Age-Related TFEB Downregulation in Proximal Tubules Causes Systemic Metabolic Disorders and Occasional Apolipoprotein A4-Related Amyloidosis

Authors

Jun Nakamura
Takeshi Yamamoto
Yoshitsugu Takabatake
Tomoko Namba-Hamano
Atsushi Takahashi
Jun Matsuda
Satoshi Minami
Shinsuke Sakai
Hiroaki Yonishi
Shihomi Maeda
Sho Matsui
Hideaki Kawai
Isao Matsui
Tadashi Yamamuro
Ryuya Edahiro
Seiji Takashima
Akira Takasawa
Yukinori Okada
Tamotsu Yoshimori
Andrea Ballabio
Yoshitaka Isaka

Publication Date

12-19-2024

Journal

JCI Insight

DOI

10.1172/jci.insight.184451

PMID

39699959

PMCID

PMC11948592

PubMedCentral® Posted Date

12-19-2024

PubMedCentral® Full Text Version

Post-print

Published Open-Access

yes

Keywords

Basic Helix-Loop-Helix Leucine Zipper Transcription Factors, Animals, Humans, Mice, Kidney Tubules, Proximal, Amyloidosis, Male, Down-Regulation, Apolipoproteins A, Aged, Aging, Metabolic Diseases, Female, Lysosomes, Renal Insufficiency, Chronic, Mitochondria, Mice, Knockout, Epithelial Cells, Autophagy, Metabolism, Nephrology, Chronic kidney disease, Fatty acid oxidation, Mitochondria

Abstract

With the aging of society, the incidence of chronic kidney disease (CKD), a common cause of death, has been increasing. Transcription factor EB (TFEB), the master transcriptional regulator of the autophagy/lysosomal pathway, is regarded as a promising candidate for preventing various age-related diseases. However, whether TFEB in the proximal tubules plays a significant role in elderly patients with CKD remains unknown.

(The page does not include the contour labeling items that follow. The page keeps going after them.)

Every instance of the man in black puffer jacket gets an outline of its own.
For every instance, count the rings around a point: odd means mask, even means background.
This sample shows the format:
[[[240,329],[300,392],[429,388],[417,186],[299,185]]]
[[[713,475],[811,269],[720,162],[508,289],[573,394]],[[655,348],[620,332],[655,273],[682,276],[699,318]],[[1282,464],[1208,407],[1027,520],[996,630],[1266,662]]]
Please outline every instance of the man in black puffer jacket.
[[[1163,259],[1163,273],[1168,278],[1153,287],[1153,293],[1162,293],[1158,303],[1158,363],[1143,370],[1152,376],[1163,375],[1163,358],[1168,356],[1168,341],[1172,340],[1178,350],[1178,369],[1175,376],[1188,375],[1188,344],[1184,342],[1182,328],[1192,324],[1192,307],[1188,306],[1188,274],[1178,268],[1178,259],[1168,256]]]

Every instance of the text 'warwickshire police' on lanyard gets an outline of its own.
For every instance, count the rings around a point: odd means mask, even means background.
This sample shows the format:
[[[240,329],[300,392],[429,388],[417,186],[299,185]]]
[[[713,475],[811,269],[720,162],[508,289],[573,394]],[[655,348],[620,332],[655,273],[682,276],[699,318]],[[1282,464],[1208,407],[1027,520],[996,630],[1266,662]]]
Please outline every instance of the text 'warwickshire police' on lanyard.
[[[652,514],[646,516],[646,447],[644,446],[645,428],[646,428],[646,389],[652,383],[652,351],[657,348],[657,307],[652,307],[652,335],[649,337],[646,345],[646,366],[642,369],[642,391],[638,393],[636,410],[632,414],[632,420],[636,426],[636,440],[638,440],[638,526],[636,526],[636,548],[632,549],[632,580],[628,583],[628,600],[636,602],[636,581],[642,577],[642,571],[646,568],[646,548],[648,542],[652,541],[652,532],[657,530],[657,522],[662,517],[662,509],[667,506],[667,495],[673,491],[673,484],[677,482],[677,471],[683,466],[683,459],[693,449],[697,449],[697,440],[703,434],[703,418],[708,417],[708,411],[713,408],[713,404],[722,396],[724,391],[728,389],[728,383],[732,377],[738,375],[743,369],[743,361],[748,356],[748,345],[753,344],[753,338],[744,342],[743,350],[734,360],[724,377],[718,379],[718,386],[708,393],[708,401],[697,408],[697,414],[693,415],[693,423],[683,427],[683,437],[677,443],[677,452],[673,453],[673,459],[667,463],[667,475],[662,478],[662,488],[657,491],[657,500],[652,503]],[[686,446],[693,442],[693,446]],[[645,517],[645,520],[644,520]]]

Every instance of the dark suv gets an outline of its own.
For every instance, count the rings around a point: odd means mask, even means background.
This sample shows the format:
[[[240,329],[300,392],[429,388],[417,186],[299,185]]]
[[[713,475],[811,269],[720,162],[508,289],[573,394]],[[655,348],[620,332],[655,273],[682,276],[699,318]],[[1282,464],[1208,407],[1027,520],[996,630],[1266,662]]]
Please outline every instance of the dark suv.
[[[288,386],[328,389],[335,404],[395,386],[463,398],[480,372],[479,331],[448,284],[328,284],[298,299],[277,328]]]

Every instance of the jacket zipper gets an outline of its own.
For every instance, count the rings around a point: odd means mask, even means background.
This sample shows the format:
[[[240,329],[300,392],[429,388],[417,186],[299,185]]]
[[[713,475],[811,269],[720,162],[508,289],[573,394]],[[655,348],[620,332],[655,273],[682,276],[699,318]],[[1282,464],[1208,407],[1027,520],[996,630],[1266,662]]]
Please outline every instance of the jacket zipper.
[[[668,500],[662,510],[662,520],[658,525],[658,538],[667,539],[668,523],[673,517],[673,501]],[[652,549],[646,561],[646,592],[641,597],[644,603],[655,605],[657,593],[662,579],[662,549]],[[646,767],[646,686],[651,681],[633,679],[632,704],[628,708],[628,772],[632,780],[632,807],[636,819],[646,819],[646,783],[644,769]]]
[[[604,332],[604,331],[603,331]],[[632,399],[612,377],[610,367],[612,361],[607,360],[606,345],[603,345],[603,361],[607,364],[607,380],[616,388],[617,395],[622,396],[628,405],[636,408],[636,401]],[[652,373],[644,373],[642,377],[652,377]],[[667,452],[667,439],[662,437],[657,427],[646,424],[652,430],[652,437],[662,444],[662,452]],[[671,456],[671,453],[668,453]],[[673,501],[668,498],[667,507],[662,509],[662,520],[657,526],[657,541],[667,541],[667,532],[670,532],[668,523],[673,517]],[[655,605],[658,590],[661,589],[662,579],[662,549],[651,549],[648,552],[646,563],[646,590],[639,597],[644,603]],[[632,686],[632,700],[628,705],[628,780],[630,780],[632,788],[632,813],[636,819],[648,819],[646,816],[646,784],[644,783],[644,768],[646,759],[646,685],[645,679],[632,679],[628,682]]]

First, we found that nuclear TFEB localization in proximal tubular epithelial cells (PTECs) declined with age in both mice and humans. Next, we generated PTEC-specific Tfeb-deficient mice and bred them for up to 24 months. We found that TFEB deficiency in the proximal tubules caused metabolic disorders and occasionally led to apolipoprotein A4 (APOA4) amyloidosis. Supporting this result, we identified markedly decreased nuclear TFEB localization in the proximal tubules of elderly patients with APOA4 amyloidosis. The metabolic disturbances were accompanied by mitochondrial dysfunction due to transcriptional changes involved in fatty acid oxidation and oxidative phosphorylation pathways, as well as decreased mitochondrial clearance. This decreased clearance was reflected by the accumulation of mitochondria-lysosome-related organelles, which depended on lysosomal function. These results shed light on the presumptive mechanisms of APOA4 amyloidosis pathogenesis and provide a therapeutic strategy for CKD-related metabolic disorders and APOA4 amyloidosis.